Google parent company Alphabet posted revenues of $20.3 billion in its latest financial report but missed its targets for both revenue and profit for the first quarter of the year. This was due to heavy investment in its efforts to build traffic for its mobile advertising platforms.
Despite the fact that the results were below market expectations, Google’s finance officer Ruth Porat said that the results were testament to a “tremendous start to the year,” and that the company is now well-positioned for long-term growth after pursuing innovative new tech and other big bets.
Alphabet’s consolidated revenue rose from $17.26 billion to $20.26 billion between January and March, which was down slightly on the analyst consensus of $20.37 billion. Porat revealed in a conference call with investors that traffic acquisition costs (TAC) accounted for a fifth of advertising revenues at $3.8 billion.

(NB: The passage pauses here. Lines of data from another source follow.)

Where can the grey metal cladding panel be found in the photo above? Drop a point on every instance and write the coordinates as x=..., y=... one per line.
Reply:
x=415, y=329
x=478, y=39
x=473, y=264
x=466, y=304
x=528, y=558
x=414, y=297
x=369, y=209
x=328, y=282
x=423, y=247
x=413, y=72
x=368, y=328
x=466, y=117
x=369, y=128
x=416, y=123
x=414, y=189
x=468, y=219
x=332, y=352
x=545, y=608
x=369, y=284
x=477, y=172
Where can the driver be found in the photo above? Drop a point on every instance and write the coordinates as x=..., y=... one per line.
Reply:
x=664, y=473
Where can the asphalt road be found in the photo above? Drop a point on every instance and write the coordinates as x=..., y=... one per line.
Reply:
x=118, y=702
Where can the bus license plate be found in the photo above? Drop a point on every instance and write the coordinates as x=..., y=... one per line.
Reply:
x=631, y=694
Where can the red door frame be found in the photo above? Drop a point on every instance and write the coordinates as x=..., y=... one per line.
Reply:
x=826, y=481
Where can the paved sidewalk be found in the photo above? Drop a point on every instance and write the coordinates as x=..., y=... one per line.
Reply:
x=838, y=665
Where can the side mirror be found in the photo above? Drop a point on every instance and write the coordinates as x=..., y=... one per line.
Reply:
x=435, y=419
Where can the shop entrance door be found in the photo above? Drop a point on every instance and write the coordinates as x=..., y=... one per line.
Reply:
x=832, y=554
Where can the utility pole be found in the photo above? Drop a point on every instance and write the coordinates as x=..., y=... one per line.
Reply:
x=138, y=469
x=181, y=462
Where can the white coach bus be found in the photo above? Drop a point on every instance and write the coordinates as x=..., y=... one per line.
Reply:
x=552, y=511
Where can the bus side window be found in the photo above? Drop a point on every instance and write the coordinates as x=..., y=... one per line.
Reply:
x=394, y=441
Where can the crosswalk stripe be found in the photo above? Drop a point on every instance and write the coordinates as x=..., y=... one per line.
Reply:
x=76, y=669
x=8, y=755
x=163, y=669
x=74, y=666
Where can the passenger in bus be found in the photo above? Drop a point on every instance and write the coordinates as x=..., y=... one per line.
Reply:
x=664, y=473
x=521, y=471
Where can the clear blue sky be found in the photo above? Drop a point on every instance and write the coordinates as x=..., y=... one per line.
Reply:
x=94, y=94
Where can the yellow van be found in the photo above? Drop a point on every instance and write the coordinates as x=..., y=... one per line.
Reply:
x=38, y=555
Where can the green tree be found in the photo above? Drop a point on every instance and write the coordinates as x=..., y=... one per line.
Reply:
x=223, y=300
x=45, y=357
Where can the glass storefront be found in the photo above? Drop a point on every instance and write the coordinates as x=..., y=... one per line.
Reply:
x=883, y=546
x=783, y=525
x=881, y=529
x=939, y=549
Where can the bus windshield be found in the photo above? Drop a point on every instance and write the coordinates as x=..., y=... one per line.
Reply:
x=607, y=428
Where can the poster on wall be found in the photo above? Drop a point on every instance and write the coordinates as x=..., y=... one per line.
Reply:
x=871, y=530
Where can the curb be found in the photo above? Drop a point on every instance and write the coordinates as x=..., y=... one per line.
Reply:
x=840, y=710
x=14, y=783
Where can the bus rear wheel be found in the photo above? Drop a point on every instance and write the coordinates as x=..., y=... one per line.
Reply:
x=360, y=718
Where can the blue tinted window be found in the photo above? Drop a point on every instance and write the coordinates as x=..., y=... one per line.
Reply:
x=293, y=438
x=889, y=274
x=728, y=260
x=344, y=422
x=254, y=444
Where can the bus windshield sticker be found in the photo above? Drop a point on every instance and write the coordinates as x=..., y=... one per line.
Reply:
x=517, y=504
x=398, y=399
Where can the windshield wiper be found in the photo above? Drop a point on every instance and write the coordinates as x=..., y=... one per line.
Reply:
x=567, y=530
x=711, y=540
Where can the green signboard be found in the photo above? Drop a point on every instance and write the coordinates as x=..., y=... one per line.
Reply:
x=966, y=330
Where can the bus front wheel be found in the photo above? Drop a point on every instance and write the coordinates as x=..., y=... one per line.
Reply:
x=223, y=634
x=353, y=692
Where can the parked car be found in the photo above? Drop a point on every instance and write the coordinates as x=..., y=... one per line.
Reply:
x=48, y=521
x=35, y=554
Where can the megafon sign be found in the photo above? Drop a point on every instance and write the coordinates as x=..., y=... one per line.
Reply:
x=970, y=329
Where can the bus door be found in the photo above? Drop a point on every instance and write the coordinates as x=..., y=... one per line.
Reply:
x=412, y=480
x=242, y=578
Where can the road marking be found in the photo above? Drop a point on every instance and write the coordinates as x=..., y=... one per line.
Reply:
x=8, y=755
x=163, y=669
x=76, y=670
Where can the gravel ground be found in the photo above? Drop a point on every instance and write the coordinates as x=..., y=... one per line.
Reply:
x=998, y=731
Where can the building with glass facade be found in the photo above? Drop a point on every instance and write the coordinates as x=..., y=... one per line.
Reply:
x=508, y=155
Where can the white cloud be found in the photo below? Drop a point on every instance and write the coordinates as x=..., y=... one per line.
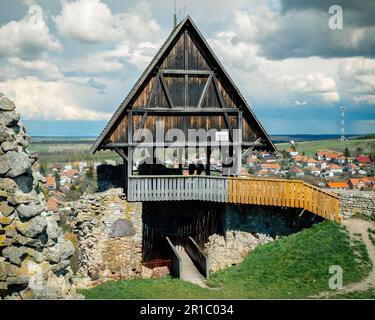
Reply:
x=97, y=24
x=52, y=100
x=43, y=69
x=314, y=86
x=28, y=37
x=115, y=60
x=358, y=78
x=292, y=81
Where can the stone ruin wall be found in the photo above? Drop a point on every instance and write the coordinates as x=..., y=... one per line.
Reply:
x=109, y=231
x=355, y=202
x=34, y=256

The increased spending on traffic acquisition is a trend that is set to continue due to the emergence of mobile as the central outlet for advertising and the increasing importance of programmatic advertising. An analyst for B. Riley & Co, Sameet Sinha, said that the rising costs of doing business should be seen as the new norm for investors.
“If you’re getting mobile searches from Apple devices you have to pay Apple for traffic so that revenue can happen,” Sinha added. “The same thing on the programmatic side, when you end up representing more people and selling their ad space or buying their ad space, you have to pay somebody else.”
Google’s advertising revenue soared by 16.2 per cent to $18.02 billion during the first quarter, while the number of paid clicks increased by 29 per cent during the same period. However, the tech giant also revealed that the average cost per click has fallen slightly during the last twelve months.
While profits increased from $3.5 billion to $4.2 billion along with a revenue increase, shares on Wall Street were down six per cent on Thursday following the earnings miss. Google remains the second-most valuable company behind Apple, with market capitalisation of more than $500 billion.